We had been held in this hole at Tach Kisschler until January 1916.

    Until October we had a very rough time of it indeed. We were fed alternately upon dishes of boiled wheat and steamed wheat with fat, just as I have already described. There was no change.

    But in October 1915, Dutch ladies commenced to visit us. They brought money to us that we understood came through American channels. They brought in gifts of Sanatogen, Wincarnis, eggs, condensed milk and sugar. These ladies came to the hospital every morning. They were the two daughters of the Ambassador at the Dutch Legation in Constantinople - the Mademoiselles Bertha and Frida Willebois. To the wounded Australians in that hospital they behaved as "trumps".

    Men who could walk were expected to act as orderlies - to bring in medicines and the like. A "Tommy" Corporal named Harry Turner had the distribution of a lot of the gifts brought along by the ladies I have mentioned. He was a "waster"; his own Tommy "cobbers" will tell you that. He gave more of the gifts to the Turkish wounded men than to ours. He could squeeze "baksheesh" out of the Turks. Perhaps that was the reason there was a large number of Tommy wounded in this hospital.

    I remained at Tash Kisschler Hospital till January 27, 1916. At Christmas time 1915, the Dutch ladies, asserted by the Roman Catholic Bishop, gave us a really splendid turn out. We had roast turkey and roasted chestnuts and the Bishop had the boards and blinds taken down from the windows so we had more light in the place. I underwent two further operations here, small frags of bone being removed from my leg.


    From Tash Kisschler I went back to Harbia Hospital. There I found the friendly German Sister from the operating room and was in charge of us. A young German doctor, whom I had met when I was here before, remembered me. He was quite surprised that my leg had been removed and stated that if I had remained at Harbia I should not have lost it. The German Sister also said the same.

    During my second stay at Harbia I was operated upon twice. At the second operation they removed a piece of bone from the stump of my amputated leg. The operation revealed that on the occasion of the operation at Tash Kisschler the bone of my leg had only been partially sawn through and then snapped off! I was unconscious, of course, but my friend Daren, who was there and who came across from Turkey with me, can tell you all about it.

    AfyonkarahisarAfyonkarahisarI remained at Harbia till the end of September. Leaving there I first spent three days in a military prison in Constantinople and then three days at a place by the sea, called Sifearth. The days at the latter place were pleasant enough. Then I went to Afion Kara Hissar in Asia Minor. I had been there about a month when my leg broke out again.

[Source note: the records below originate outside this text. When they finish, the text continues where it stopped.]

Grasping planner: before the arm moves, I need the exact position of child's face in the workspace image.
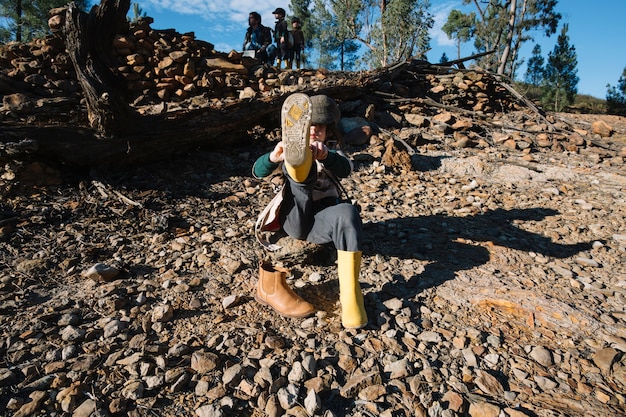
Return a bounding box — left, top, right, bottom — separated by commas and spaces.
310, 124, 328, 142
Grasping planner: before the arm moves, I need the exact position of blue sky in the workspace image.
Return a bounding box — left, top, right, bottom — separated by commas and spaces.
135, 0, 625, 99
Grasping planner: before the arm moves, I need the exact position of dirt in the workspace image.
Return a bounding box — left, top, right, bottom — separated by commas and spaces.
0, 110, 625, 417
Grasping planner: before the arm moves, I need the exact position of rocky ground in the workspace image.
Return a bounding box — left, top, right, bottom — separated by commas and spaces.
0, 108, 625, 417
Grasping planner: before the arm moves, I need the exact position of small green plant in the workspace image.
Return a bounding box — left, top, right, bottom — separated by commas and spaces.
130, 3, 147, 22
606, 67, 626, 116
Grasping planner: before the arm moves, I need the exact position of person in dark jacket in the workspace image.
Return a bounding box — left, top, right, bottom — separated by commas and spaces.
289, 17, 305, 69
268, 7, 290, 68
242, 11, 272, 63
252, 93, 368, 329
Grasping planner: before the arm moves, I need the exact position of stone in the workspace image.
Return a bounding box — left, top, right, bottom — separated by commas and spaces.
468, 401, 500, 417
191, 351, 220, 374
591, 120, 613, 137
530, 346, 554, 367
593, 347, 619, 374
82, 263, 121, 282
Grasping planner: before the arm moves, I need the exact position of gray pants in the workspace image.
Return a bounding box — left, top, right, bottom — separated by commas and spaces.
280, 169, 362, 252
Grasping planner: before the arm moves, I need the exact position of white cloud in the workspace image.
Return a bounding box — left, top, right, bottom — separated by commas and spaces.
143, 0, 278, 24
430, 1, 457, 48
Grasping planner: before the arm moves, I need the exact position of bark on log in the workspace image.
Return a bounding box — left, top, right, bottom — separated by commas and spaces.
1, 85, 366, 168
64, 0, 136, 136
3, 99, 277, 168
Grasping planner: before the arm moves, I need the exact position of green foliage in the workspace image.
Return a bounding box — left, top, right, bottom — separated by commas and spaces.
571, 94, 607, 114
310, 0, 360, 70
457, 0, 560, 78
0, 0, 90, 42
524, 44, 544, 86
130, 3, 147, 22
362, 0, 433, 68
441, 8, 475, 60
439, 52, 449, 64
541, 23, 578, 112
606, 66, 626, 116
307, 0, 432, 69
515, 81, 607, 114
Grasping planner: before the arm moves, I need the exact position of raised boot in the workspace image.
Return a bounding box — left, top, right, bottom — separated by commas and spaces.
256, 263, 315, 318
337, 250, 368, 329
281, 93, 312, 182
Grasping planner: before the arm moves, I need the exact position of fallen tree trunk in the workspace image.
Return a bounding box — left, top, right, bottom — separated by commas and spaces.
2, 98, 280, 168
0, 0, 545, 170
1, 85, 368, 168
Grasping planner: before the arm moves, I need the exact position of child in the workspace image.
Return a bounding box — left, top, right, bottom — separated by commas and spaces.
252, 93, 368, 329
270, 7, 290, 68
290, 17, 304, 69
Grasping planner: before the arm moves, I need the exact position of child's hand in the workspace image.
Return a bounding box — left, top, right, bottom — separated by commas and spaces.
269, 142, 285, 163
310, 141, 328, 160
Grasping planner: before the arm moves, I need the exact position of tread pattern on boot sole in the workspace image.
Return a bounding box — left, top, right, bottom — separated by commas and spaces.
281, 93, 312, 167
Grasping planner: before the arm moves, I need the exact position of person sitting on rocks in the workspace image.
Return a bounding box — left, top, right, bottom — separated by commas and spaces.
252, 93, 368, 329
242, 11, 272, 62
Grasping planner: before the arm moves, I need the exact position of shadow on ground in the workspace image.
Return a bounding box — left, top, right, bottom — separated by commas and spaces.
367, 207, 591, 298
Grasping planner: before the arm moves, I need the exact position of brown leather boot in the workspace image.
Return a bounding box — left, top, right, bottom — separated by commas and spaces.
256, 263, 315, 318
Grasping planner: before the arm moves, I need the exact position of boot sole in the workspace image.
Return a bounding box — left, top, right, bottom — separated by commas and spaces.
255, 295, 316, 319
281, 93, 312, 167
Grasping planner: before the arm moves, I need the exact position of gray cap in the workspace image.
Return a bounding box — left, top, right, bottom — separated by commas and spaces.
310, 95, 340, 125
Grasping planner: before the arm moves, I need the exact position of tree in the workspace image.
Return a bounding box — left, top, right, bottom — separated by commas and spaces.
439, 52, 449, 64
542, 23, 578, 112
359, 0, 433, 68
456, 0, 560, 78
305, 0, 433, 69
0, 0, 90, 42
606, 67, 626, 116
524, 43, 544, 86
309, 0, 359, 70
289, 0, 312, 66
441, 9, 476, 60
329, 0, 361, 70
130, 2, 146, 22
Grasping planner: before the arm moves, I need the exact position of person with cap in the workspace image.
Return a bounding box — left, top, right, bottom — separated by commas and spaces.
242, 11, 272, 63
289, 17, 305, 69
252, 93, 368, 329
268, 7, 290, 68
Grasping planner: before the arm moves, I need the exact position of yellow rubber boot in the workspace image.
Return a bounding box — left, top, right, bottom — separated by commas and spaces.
337, 250, 368, 329
285, 157, 312, 182
281, 93, 312, 182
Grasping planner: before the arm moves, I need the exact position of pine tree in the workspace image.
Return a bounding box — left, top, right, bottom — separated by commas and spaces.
457, 0, 560, 79
0, 0, 89, 42
362, 0, 433, 68
131, 3, 147, 23
441, 9, 475, 60
439, 52, 449, 64
524, 44, 544, 86
310, 0, 359, 70
542, 23, 578, 112
606, 67, 626, 116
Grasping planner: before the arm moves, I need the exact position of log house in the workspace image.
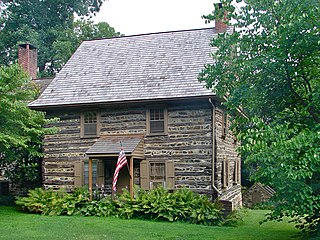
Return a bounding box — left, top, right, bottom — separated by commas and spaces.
29, 27, 242, 210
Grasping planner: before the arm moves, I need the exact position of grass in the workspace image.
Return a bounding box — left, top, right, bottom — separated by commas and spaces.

    At this place we managed to live fairly well. We received money through the American Ambassador - from 40 to 100 piastres a month. The monthly allowance was supposed to be 100 piastres but it was very often less - when new batches of prisoners came in to share in the distribution. Still stuff was cheap enough and the money enabled us to live without bucking the issue of Turkish "just".

    At this place some of our chaps were cruelly flogged - a bulls' pizzle being the instrument of torture. I remember a Queensland chap named Mackey. A Turkish guard had prodded him with a rifle and the Queenslander promptly knocked the guard down. A Turkish Officer who went to expostulate was also laid out by the Queenslander. For this little lot, Mackay was held down and flogged and also awarded a term of imprisonment.

    My wound having become worse I was put into the hospital at Afion Kara Hissar on 2nd November. I was also bad with fever and my throat was choking. There were Turkish and Greek orderlies in the ward. The Greek orderlies were fair enough but the Turks were awful. For fevers the patient was placed between wet sheets. One of the Turkish orderlies was tormenting me and I managed to lay him out. He whacked me but I managed to defend myself. The Turkish "imbashi" or corporal came along with two orderlies. They evidently intended to "deal" with me but I managed to keep them off till the Turkish doctor came. He seemed to understand English and I endeavoured to explain to him. But he handed out a dose of punishment; they had me tied down in bed for three days. The food was better than in some of the other hospitals I had been.